Die nächtlichen Twitter-Updates von Präsident Toomas Hendrik Ilves bezüglich Paul Krugmans Bemerkungen über Estland lösten eine erhitzte Debatte aus. Der Wirtschaftsnobelpreisträger hatte geschrieben, Estland, das eine beispielhafte Sparpolitik verkörpert, sei letztendlich doch kein so großer wirtschaftlicher Erfolg.
Diese Ansicht löste eine Unmenge an Kritik aus. In einem seiner Tweets zitierte Ilves insbesondere einen Artikel des schwedischen Wirtschaftswissenschaftlers Anders Åslund, der erklärte, Estland habe 2008 keine Alternative zur Sparpolitik gehabt. „Weder das Steuersystem noch die Finanzpolitik der baltischen Staaten sind unabhängig, demzufolge können sie ihre Wirtschaft nicht ‚ankurbeln’“, schrieb Åslund in Postimees.
In der lebhaften Debatte auf Twitter machte sich keiner der Protagonisten die Mühe, sich die estnischen Wirtschaftsdaten ein bisschen näher anzusehen. Wer sagt, die Regierung habe die Wirtschaft nicht angekurbelt, liegt, gelinde gesagt, falsch.

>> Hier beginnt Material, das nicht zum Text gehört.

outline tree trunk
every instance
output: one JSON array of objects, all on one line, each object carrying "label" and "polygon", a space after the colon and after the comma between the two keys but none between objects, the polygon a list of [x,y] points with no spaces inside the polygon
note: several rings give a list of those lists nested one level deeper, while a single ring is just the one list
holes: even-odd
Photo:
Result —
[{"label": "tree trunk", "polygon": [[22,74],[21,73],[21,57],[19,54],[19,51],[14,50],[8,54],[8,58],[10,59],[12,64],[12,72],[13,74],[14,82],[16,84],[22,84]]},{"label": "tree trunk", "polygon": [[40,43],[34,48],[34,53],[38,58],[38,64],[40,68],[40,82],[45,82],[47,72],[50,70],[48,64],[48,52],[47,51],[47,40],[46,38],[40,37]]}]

Keinem der anderen EU-Mitgliedsstaaten standen so hohe Zuschüsse zur Verfügung
Für die EU-Haushaltsperiode 2007-2013 hatten die baltischen Staaten die im Verhältnis zum Bruttoinlandprodukt höchsten europäischen Subventionen ausgehandelt. Glücklicherweise fielen die ersten Auszahlungen genau mit dem Zeitpunkt zusammen, an welchem die globale Wirtschaftskrise 2008 beunruhigende Proportionen anzunehmen begann.
Keinem der anderen EU-Mitgliedsstaaten standen so hohe Zuschüsse zur Verfügung, weder damals noch heute. Unterdessen profitierte Estland von einer Subventionssumme von über 4,5 Milliarden Euro, von der heute knapp mehr als die Hälfte bereits verwendet wurde.
Welche Lehre kann man daraus ziehen?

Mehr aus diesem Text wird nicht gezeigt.